Don Andrés llegaba donde las personas y se acercaba a ellas y las abrazaba, mientras la señora Mónica lo miraba con su carita finita, delgadita, porque ella era su chofer, él no conducía. En Paine, en lo que se conocería como el “callejón de las viudas”, los mataron a todos, y esas mujeres del callejón lo adoraban; él siempre les dio una palabra de aliento y de esperanza, eso que nadie se atrevía a dar porque la gente no se atrevía a hablar, porque si te pillaban hablando…

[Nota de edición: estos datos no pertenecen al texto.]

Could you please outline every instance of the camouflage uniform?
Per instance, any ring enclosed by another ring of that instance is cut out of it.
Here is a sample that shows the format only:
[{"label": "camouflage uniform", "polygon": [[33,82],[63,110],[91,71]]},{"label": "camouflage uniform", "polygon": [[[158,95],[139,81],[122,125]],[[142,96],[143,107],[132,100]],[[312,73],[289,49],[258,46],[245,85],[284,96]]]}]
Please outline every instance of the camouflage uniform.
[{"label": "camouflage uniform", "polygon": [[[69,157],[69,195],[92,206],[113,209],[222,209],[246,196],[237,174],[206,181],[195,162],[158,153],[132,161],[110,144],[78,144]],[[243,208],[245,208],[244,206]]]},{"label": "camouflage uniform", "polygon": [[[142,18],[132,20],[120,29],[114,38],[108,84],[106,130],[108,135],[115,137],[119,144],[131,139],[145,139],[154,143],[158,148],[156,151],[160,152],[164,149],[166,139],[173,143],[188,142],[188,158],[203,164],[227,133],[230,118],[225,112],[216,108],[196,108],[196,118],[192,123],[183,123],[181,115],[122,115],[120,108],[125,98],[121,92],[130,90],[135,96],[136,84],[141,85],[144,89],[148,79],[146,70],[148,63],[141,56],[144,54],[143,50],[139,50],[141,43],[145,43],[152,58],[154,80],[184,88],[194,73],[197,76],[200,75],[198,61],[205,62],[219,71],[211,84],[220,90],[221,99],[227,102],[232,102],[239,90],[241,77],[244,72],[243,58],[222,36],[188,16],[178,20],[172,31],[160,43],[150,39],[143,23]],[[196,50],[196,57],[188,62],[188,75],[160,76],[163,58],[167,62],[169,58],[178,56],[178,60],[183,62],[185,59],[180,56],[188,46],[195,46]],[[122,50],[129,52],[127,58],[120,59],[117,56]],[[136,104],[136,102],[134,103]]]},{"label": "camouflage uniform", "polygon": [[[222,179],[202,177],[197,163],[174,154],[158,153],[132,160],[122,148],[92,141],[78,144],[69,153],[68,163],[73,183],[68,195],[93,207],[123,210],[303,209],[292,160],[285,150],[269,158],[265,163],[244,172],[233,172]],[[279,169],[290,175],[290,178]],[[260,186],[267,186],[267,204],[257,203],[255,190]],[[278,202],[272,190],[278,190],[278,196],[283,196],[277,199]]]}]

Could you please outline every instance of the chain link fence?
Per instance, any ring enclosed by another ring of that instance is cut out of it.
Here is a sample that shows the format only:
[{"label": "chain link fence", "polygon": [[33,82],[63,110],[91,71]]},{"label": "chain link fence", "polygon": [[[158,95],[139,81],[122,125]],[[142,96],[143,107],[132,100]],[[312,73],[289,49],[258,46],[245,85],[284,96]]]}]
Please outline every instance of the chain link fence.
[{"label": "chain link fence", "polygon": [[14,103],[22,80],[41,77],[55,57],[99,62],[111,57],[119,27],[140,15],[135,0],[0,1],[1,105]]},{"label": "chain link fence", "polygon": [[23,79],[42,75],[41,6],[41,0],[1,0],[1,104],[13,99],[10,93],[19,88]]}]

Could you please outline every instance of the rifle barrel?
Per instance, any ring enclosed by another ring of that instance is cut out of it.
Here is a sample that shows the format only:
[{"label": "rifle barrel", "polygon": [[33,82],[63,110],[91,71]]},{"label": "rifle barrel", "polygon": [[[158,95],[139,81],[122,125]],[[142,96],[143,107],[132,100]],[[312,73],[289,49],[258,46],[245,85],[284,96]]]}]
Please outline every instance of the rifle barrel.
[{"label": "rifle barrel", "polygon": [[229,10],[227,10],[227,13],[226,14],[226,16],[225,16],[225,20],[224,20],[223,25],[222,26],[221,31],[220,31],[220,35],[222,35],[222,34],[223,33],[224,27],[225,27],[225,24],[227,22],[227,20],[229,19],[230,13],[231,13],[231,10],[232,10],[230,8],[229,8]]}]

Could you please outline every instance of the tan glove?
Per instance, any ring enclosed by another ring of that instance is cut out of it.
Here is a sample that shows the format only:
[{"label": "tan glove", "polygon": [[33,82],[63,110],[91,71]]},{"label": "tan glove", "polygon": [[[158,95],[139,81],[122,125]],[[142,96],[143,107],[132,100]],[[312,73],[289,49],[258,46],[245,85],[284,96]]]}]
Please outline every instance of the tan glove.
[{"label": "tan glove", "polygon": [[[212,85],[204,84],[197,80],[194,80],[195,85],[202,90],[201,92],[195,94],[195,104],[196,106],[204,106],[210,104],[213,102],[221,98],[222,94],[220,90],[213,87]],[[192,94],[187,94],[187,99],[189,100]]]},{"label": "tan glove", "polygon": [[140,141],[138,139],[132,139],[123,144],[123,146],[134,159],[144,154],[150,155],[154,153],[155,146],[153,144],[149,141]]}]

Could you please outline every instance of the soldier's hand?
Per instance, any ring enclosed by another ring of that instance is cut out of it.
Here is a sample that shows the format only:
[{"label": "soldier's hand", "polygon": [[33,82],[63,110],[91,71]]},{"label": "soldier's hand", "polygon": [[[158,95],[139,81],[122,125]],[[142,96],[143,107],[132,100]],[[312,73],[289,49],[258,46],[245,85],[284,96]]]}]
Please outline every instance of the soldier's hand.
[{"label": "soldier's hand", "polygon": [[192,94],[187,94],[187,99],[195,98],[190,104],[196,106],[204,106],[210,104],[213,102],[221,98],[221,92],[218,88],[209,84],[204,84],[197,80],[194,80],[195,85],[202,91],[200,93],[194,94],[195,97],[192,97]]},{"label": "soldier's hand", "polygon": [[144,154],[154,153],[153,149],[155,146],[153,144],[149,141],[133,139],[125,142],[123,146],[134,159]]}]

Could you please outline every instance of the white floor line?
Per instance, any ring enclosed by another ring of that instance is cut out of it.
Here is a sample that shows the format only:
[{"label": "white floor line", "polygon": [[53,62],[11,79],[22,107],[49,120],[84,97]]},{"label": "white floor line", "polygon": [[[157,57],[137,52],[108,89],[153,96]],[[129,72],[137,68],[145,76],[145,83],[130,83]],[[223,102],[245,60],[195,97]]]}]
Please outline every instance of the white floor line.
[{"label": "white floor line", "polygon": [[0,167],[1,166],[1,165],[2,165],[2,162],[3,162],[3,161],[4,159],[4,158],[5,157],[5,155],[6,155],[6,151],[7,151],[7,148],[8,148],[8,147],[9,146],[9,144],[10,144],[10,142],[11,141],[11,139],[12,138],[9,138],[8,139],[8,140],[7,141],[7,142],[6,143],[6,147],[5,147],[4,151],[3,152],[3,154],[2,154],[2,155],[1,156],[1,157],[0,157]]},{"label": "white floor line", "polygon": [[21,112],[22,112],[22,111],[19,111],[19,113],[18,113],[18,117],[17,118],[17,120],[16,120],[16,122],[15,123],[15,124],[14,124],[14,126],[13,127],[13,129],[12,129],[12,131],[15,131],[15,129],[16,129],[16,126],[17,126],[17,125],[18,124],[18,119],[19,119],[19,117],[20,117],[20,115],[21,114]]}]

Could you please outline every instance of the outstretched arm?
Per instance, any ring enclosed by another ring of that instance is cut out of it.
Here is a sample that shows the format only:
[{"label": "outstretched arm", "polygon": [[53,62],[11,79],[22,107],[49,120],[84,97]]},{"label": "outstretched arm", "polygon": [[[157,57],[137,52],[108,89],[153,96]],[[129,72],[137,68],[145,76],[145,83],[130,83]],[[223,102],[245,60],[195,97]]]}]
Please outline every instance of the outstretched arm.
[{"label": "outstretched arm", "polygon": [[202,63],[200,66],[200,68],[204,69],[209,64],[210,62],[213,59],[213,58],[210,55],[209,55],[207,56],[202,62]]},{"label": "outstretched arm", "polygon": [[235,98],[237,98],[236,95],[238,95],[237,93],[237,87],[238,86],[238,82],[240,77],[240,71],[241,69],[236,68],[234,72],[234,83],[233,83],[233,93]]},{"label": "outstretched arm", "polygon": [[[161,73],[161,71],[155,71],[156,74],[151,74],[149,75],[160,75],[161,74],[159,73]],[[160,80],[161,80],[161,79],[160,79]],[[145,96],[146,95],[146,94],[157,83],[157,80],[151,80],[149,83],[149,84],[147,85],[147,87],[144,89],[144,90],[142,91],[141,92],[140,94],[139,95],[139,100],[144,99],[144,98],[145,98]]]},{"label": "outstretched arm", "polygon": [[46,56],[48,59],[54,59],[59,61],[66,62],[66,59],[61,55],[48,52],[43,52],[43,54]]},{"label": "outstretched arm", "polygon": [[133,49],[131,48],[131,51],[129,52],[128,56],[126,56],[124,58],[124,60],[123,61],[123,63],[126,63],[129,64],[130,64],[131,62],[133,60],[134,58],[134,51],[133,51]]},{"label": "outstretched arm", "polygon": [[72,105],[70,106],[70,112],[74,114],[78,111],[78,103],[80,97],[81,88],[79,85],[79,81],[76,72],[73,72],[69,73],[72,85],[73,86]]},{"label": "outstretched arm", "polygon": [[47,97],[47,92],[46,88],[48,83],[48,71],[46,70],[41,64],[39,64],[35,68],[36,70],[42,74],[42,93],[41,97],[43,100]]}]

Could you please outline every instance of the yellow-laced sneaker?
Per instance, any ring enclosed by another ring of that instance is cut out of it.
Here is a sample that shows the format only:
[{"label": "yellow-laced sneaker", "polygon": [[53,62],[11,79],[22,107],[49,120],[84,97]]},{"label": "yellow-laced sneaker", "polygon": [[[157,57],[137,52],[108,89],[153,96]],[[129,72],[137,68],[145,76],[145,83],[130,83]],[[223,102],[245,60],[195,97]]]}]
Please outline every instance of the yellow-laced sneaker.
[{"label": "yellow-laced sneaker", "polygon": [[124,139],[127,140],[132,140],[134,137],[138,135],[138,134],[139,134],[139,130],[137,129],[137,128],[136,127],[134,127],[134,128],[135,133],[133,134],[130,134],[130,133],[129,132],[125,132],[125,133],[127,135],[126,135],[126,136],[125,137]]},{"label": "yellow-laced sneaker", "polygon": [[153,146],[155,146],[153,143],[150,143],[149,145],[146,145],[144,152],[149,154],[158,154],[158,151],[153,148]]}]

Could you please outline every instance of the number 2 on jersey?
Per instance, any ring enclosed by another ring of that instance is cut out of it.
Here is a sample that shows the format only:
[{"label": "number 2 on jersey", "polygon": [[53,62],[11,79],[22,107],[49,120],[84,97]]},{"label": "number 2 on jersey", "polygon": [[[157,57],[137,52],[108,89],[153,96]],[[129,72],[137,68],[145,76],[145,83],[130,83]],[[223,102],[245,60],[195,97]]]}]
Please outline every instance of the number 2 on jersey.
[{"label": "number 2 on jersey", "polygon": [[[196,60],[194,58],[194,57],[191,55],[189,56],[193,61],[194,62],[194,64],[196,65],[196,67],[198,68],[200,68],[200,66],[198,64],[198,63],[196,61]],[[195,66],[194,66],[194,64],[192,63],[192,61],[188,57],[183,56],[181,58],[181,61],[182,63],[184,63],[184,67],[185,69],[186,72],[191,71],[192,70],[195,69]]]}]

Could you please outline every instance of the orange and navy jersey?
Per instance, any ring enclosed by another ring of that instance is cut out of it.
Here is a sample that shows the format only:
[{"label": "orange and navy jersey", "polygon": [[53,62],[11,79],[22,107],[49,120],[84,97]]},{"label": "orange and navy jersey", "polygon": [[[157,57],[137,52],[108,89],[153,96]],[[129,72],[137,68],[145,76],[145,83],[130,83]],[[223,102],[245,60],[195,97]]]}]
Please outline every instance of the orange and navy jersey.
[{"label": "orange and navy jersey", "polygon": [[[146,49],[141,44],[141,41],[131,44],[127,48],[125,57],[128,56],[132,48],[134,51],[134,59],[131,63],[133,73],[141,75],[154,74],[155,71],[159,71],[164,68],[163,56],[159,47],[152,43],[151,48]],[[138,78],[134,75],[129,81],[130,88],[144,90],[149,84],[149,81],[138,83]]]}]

Había mucho temor, la gente paraba la oreja para acusarte. Pero él no tenía miedo. Él iba a las personas, las personas no llegaban a él. Él iba donde había necesidad de afecto, de esperanza, de lucha; en poder lograr la democracia y encontrar justicia dentro de tanta injusticia. Lo que sucedía era inexplicable, ¿cómo se le podía quitar la vida a una persona por pensar diferente?

Lo que él entregaba a las personas que estaban sufriendo, que sufrían persecuciones, él lo entregaba con una, no sé cómo explicarlo, era algo tan interno suyo; él sufría tanto como ellos, don Andrés y la señora Mónica sufrían el dolor de las otras personas, les quitaba el sueño y el apetito.

Él y la señora Mónica fueron grandes referentes en lo humano y lo cristiano, me enseñaron lo que significa que la mano izquierda no sepa lo que hace la derecha. Ellos no mostraban lo que hacían, sino que de repente llegaba la gente y los abrazaban y les daban las gracias, ¡y nadie sabía por qué!

Él no entregaba nada material: entregaba ese apoyo, ese apretón de manos, ese abrazo, esa capacidad de escuchar, cosa que se ha perdido; el escucharnos unos a los otros se ha perdido. Él entregaba esperanza, aliento, fuerza, energía. Decía que lo íbamos a lograr, justicia va a llegar algún día, decía.

En los meses más oscuros después del Golpe, Andrés se convenció de que nunca más, sin importar la circunstancia, creería absolutamente nada a los representantes de la dictadura, palabra que para él se transformó en sinónimo de mentira. “Ni las supuestas fugas, ni la negación de los arrestos, ni sus informaciones siempre llenas de embustes —escribiría años después—. Esa fue la brújula que me señaló el camino por muchos años y que, día a día, me llevaría al encuentro de nuevas verdades. Dramáticas y crueles verdades que estaban al lado nuestro, junto a nosotros, al alcance de cualquier persona predispuesta a escuchar las voces del dolor”.